Conservation of Momentum Lab (Carts Collide and Stick Together)

[kenzieleigh]

Homework Statement

We did a lab where we had one cart with an unknown mass stationary on a friction-less surface. Another cart with a mass of 378.9g, was pushed down the track (which moves at a constant speed due to the friction-free surface) and collides with the second cart - so it is a hit and stick collision. We used photogate timers to determine time values immediately before and after which allowed us to find initial and final velocities. We graphed these values, found the best fit line and the slope from that. Then stacked the equations y=mx + b with m1v1 + m2v2 = (m1 + m2)vf to try and find the second mass. So we ended up having a slope of 0.8, thus we had the equation: 0.8 = 378.9 / (378.9 + m2). We calculated the second cart's mass to be 94.73 g, but after weighing it our mass is almost half of the actual mass. I attached a picture of our data and a diagram of the lab.

Homework Equations

- y = mx + b
- slope = rise/run
- hit and stick collision

The Attempt at a Solution

We now have to explain why we got the results we did. Momentum is clearly not conserved or we would have been able to determine the second mass accurately. The question is why not? Could it be air drag? Or is there some other force acting?

 

[kuruman]

Can you explain exactly what you plotted? How are the x and y values in your plot related to what you measured?

 

[kenzieleigh]

Can you explain exactly what you plotted? How are the x and y values in your plot related to what you measured?

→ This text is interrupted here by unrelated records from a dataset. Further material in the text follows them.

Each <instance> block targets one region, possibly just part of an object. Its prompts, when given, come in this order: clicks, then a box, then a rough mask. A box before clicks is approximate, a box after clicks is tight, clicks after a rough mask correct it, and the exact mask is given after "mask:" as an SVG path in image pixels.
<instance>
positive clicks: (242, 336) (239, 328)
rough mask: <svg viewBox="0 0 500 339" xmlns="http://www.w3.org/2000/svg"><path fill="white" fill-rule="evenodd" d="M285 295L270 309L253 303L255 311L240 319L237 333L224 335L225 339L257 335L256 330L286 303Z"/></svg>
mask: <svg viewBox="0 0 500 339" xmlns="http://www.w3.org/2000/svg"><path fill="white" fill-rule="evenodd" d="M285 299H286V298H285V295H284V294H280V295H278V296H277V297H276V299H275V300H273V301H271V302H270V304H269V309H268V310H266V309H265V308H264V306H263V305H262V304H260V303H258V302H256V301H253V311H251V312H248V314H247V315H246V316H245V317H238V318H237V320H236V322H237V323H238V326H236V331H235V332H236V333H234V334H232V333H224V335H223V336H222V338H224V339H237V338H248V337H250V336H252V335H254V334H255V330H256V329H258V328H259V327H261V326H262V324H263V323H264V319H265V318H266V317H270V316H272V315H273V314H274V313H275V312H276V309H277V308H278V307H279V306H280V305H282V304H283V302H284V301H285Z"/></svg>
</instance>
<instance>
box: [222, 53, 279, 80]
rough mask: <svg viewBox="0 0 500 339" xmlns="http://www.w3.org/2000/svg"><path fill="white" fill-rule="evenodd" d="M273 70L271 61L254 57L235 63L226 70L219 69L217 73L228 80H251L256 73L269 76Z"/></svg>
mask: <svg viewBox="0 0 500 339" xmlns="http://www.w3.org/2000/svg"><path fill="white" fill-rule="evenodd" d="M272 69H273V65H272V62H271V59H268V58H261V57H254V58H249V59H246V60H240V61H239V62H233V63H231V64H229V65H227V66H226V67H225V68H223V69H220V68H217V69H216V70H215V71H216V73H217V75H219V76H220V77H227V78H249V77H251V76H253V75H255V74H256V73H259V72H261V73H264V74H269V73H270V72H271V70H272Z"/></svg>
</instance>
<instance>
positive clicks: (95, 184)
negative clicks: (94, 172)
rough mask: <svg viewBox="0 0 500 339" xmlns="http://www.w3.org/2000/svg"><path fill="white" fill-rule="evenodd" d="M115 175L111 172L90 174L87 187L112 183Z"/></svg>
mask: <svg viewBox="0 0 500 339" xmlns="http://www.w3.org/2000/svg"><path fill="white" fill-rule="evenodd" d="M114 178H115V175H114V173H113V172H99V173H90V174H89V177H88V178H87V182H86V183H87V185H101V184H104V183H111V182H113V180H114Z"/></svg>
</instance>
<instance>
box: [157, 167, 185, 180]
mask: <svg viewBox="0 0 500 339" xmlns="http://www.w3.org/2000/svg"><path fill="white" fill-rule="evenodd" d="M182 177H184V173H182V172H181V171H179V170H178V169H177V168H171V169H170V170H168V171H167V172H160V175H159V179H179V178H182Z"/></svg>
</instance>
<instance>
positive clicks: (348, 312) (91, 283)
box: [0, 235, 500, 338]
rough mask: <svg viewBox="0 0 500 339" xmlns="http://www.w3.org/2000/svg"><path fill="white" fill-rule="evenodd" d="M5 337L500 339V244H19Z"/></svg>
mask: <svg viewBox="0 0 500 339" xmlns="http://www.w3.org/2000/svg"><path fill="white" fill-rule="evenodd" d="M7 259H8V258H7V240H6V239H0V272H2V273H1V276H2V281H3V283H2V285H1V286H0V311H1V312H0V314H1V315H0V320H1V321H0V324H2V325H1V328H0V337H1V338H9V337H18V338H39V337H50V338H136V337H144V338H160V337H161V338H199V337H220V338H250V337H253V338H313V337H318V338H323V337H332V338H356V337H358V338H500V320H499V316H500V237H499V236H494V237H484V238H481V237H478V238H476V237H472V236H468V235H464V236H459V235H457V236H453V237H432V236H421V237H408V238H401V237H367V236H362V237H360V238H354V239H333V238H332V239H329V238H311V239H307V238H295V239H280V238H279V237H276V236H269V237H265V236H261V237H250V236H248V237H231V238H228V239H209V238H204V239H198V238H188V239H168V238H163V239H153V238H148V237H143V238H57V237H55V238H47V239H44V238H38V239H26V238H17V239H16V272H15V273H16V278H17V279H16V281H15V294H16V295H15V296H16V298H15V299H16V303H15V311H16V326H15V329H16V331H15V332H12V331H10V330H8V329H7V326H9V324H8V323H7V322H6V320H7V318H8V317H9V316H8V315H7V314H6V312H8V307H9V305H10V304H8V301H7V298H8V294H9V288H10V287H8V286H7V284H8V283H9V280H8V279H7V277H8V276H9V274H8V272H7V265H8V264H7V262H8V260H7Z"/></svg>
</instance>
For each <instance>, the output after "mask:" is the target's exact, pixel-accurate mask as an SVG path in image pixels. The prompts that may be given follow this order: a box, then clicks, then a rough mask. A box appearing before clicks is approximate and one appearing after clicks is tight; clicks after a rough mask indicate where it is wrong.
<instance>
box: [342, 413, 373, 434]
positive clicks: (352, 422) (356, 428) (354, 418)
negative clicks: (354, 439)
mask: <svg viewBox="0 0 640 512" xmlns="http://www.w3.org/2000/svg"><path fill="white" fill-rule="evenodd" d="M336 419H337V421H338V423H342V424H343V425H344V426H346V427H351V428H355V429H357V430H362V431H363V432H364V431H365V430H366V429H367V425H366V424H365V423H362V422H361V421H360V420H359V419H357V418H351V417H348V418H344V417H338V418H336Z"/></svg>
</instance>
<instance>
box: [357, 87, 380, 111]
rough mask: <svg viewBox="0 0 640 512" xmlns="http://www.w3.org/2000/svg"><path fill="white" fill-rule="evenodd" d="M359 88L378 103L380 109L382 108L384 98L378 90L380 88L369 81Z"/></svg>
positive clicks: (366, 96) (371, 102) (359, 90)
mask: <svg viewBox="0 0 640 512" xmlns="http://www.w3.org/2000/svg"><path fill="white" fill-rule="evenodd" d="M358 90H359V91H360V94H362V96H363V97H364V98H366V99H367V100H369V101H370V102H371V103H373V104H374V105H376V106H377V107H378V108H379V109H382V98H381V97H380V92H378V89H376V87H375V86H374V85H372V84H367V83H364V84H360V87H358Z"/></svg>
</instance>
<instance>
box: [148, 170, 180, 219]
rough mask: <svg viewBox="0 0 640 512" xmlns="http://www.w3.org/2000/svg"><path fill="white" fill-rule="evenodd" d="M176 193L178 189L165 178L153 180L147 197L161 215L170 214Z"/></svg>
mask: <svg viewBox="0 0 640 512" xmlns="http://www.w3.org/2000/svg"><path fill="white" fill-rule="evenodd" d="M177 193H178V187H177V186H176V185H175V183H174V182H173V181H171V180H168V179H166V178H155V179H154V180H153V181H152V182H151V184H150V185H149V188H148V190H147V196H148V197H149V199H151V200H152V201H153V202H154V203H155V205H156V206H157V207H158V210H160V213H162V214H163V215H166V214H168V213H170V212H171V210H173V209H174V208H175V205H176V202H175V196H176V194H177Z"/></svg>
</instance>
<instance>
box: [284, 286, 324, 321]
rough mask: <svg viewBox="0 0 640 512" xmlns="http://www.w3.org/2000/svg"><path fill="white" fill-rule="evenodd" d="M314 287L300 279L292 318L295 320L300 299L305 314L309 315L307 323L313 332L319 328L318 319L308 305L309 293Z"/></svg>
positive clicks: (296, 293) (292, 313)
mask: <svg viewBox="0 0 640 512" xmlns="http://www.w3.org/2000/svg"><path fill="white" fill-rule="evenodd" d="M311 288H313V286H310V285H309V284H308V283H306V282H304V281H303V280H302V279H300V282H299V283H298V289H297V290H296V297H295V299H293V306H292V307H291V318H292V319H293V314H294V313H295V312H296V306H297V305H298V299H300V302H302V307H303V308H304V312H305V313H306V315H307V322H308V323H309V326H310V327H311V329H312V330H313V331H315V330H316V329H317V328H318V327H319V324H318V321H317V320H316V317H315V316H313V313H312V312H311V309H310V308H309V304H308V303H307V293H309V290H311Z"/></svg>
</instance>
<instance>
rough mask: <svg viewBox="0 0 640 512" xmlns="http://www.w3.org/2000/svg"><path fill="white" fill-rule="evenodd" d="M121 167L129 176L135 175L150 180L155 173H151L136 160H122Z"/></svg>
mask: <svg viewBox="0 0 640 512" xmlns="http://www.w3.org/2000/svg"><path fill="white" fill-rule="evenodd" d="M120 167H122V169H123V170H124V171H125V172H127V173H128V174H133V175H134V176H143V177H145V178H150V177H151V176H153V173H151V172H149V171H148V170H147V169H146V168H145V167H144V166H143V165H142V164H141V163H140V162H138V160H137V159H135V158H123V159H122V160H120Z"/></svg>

We got the time value from before and after the collision with the timers. Found the length of the antennae on the first cart and used v=d/t to find the initial and final velocity. Then plotted the velocities with initial on the x-axis and final on the y.

 

[kuruman]

Then plotted the velocities with initial on the x-axis and final on the y.

And why should that give you a straight line when plotted? What is the theoretical equation that you used?

 

[kenzieleigh]

And why should that give you a straight line when plotted? What is the theoretical equation that you used?

Because the slope is equal to m1/(m1+m2) which were kept constant in the lab. Therefore there should be a straight line.

 

[kuruman]

OK. Now how did you extract the unknown mass from the slope?

 

[kenzieleigh]

OK. Now how did you extract the unknown mass from the slope?

We used that equation. We got the slope through rise/run and since we knew the mass of the first cart we could use the equation above (slope=m1/(m1+m2) ) to find the m2, but it wasn't the correct mass. It was about 90g when it actually has a mass of 180g (as calculated by a scale)

 

[kuruman]

OK. You probably found the slope by using some kind of canned linear regression and set the intercept equal to zero because that makes sense theoretically. What if you redid the regression and let it find an intercept. What kind of slope and value for the mass do you get then?

 

[haruspex]

Momentum is clearly not conserved or we would have been able to determine the second mass accurately. The question is why not? Could it be air drag? Or is there some other force acting?

Your problem is the opposite, too little speed was lost.
The plot looks suspiciously like two separate plots. The first three datapoints have a slope closer to 0.7, the rest being more like 0.9.
That might not sound much, but do the error analysis: 0.7 gives the unknown mass as 3/7 of the known mass, so quite close to the right value, while 0.9 gives 1/9. This suggests to me some experimental error crept into the set-up.
(Should such an exercise arise again, I recommend finishing with a run without the second cart, to verify the photogates still agree.)

Looking at the diagram, is it possible the carts were making contact before the first cart had cleared the first photogate? Maybe the antenna got bent back a little.